Back to the recipe at hand.  The sauce is a quick food-processor job, and from there, it’s mostly a matter of measure-and-simmer.  I made a batch of my favorite rice to serve with the Vegetables Korma.  The final dish is good, classic Indian food: rich with heat and layers of flavor, a medley of vegetables and chickpeas, and a bed of rice to soak up the sauce (and provide something bland to balance that heat!).  This one is going in my file of “What to Cook When Time is Short and Bellies are Grumbling.”

Vegetables Korma

Vegetables Korma

Adapted slightly from Vegetarian Times (February 2010)

Serves 2 (perhaps with a tiny bit left over)

Be forewarned: if you add the pinch of chili flakes, you are in store for some heat!  This dish teeters on the edge of my tolerance for heat, but I sort of love it for that reason.  I may try a version without the extra chili flakes; for now, I’ll list them as optional.

2 medium tomatoes or 4 small ones, cut into chunks

1/2 small white onion, cut into chunks

1 tbsp. fresh ginger, peeled and chopped

1 tbsp. neutral-tasting oil (I used Mezzetta olive oil)

1/2 tsp. garam masala

1/4 + 1/8 tsp. ground cardamom

Pinch of red chili flakes, optional

2 cups frozen mixed vegetables

3/4 cup cooked chickpeas

3 tbsp. heavy cream

Salt and pepper to taste

1 tbsp. toasted sliced almonds

Cooked rice, for serving

1)  In a food processor, buzz the tomatoes, onions, and ginger together until everything is pureed.  Set aside.

2)  In a large skillet, heat the oil over medium heat.  Add the garam masala, cardamom, and chili flakes if using, and fry for about 30 seconds or until fragrant, stirring constantly.  Add the tomato puree.  Simmer for 2-3 minutes to let the sauce thicken slightly.

3)  Add the frozen vegetables, chickpeas, and heavy cream.  Season liberally with salt and pepper, then cover the skillet and simmer for 7-8 minutes, until the vegetables are tender.  Remove the lid.  Let everything simmer for another minute or two to thicken the sauce (mine was a little watery here) if you like.

4)  Serve over rice and scatter the toasted almonds on top.  If you cook this just for yourself, you’ll get to enjoy fabulous leftovers the next day!  If not, consider doubling the recipe—it’s a good one. 


Shannon said...

ooh, i love chana masala, but this looks like a winner too :) cooking with friends is fun! i made cookies last week with a couple of my friends, i think we'll need to make it a tradition!

tweal said...

I love Indian food - I have to agree, it's the best that Asia has to offer.

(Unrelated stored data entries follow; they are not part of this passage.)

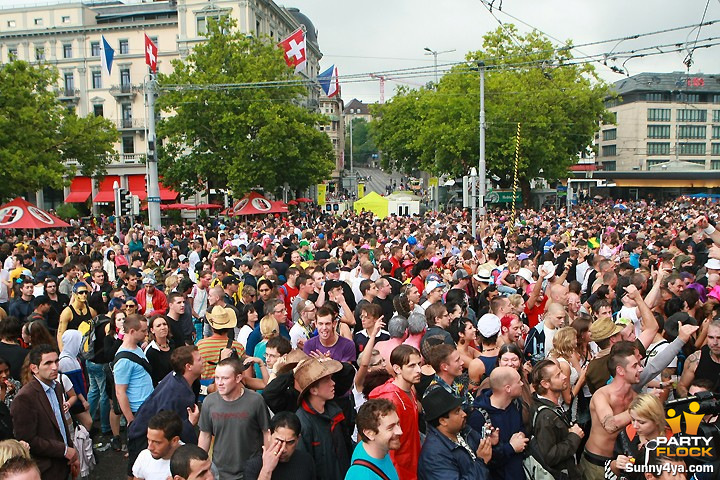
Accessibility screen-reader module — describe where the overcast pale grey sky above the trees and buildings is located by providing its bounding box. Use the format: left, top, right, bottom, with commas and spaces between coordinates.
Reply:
282, 0, 720, 103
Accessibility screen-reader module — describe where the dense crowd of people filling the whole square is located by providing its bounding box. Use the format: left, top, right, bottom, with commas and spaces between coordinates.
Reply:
0, 198, 720, 480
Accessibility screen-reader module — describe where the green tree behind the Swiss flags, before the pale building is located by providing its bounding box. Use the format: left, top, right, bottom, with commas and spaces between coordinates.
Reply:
158, 18, 335, 195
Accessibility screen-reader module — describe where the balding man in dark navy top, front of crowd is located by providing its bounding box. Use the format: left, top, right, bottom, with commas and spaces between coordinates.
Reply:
468, 367, 530, 480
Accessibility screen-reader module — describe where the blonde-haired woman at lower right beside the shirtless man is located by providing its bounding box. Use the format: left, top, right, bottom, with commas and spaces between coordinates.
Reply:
609, 393, 672, 479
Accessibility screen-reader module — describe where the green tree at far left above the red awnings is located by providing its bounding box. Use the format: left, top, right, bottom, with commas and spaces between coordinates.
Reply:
0, 61, 118, 198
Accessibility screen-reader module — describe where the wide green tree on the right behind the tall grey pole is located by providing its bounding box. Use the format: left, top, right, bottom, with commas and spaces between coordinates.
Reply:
373, 25, 610, 201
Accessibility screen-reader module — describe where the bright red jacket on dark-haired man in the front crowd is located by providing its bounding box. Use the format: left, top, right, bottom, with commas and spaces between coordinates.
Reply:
368, 378, 420, 480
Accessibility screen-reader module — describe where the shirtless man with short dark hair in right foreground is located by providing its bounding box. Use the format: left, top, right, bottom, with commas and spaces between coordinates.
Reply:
580, 341, 642, 480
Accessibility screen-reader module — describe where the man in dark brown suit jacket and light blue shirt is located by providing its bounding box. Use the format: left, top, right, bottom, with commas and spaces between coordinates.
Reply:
10, 345, 80, 480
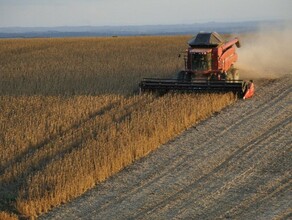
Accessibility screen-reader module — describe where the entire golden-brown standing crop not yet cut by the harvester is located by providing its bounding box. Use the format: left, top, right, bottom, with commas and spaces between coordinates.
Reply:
0, 37, 235, 216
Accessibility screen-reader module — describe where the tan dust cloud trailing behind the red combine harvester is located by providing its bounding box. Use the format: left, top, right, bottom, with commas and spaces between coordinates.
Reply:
236, 24, 292, 79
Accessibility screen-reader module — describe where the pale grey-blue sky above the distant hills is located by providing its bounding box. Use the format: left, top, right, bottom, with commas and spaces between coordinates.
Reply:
0, 0, 292, 27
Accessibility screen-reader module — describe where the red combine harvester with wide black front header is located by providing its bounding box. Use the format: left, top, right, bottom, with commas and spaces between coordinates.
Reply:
139, 32, 254, 99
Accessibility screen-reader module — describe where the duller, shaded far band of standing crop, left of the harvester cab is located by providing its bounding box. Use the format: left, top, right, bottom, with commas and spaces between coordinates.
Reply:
0, 37, 187, 95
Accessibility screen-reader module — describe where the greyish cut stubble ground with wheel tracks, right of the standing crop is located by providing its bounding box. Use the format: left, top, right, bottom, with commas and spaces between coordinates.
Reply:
40, 76, 292, 219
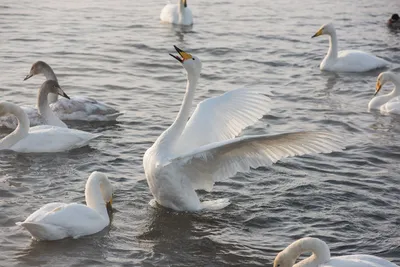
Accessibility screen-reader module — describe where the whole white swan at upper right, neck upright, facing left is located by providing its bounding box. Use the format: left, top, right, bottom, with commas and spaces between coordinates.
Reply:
311, 23, 390, 72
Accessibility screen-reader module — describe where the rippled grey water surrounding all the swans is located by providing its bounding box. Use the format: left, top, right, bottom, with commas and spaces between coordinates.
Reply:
0, 0, 400, 266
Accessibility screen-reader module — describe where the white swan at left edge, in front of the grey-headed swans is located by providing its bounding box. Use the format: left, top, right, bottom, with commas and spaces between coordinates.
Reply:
0, 84, 100, 153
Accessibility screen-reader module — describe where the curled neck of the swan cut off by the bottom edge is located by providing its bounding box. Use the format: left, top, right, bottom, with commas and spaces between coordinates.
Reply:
285, 238, 331, 267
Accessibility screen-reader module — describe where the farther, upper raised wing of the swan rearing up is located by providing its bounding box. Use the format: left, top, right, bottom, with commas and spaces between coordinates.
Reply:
176, 88, 270, 154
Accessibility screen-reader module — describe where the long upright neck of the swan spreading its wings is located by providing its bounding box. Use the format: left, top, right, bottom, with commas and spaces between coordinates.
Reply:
157, 72, 199, 148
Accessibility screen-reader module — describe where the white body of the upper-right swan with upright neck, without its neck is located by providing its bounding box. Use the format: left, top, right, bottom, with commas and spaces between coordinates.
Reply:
328, 50, 389, 72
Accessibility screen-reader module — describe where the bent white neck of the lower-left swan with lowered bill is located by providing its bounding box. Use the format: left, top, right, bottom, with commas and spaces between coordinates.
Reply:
85, 179, 110, 223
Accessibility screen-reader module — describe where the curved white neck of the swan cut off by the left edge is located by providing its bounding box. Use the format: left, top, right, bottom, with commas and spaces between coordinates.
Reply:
0, 106, 30, 150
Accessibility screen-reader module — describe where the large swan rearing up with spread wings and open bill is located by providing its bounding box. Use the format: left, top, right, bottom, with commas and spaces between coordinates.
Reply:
143, 46, 343, 214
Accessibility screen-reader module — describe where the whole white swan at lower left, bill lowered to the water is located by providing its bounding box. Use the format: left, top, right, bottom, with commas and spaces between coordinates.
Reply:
16, 172, 113, 240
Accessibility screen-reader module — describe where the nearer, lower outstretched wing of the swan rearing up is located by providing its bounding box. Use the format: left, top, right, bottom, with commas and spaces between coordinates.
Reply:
169, 132, 344, 191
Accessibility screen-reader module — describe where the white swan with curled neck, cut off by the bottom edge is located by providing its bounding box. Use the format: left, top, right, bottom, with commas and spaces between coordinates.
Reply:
273, 237, 398, 267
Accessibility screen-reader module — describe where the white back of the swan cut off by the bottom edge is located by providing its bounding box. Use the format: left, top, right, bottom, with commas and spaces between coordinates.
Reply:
321, 254, 399, 267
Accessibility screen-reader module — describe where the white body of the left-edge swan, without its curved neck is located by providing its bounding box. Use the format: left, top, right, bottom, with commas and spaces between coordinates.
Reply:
10, 125, 100, 153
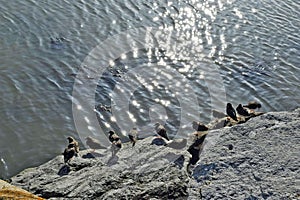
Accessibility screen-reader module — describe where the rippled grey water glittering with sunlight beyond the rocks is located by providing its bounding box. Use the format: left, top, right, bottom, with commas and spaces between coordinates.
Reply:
0, 0, 300, 178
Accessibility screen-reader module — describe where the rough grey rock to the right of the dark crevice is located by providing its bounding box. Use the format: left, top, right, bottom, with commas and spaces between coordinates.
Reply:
193, 109, 300, 199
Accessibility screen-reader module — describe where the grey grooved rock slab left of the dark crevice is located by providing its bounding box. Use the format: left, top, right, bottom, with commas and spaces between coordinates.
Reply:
12, 138, 190, 199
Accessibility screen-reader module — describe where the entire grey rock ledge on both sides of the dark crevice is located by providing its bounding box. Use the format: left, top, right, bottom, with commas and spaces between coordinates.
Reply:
11, 109, 300, 200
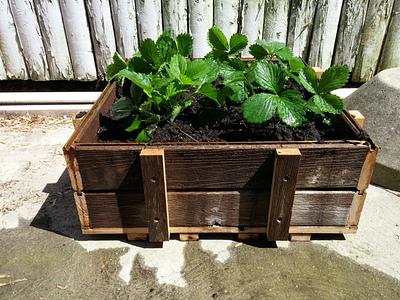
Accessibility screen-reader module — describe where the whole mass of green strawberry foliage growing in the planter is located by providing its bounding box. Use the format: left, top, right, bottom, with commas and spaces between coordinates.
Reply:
107, 27, 349, 142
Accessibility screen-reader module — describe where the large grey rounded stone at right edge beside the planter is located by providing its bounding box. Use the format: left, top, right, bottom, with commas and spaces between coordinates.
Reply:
345, 68, 400, 191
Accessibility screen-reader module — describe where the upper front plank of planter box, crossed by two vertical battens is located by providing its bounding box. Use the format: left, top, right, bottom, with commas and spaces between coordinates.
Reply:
76, 144, 368, 190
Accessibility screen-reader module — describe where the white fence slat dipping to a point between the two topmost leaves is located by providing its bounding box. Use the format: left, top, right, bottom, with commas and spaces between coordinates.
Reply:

Chickpeas and spice are so nice together!

Rosiecat said...

Me too, Shannon! I'm sure you understand why I want to take better notes the next time Amutha makes her channa masala. And cookies with friends? That sounds lovely :-) I bet the cookies were fantastic.

tweal, we're on the same page here. Chickpeas and spice hit the spot for me very time.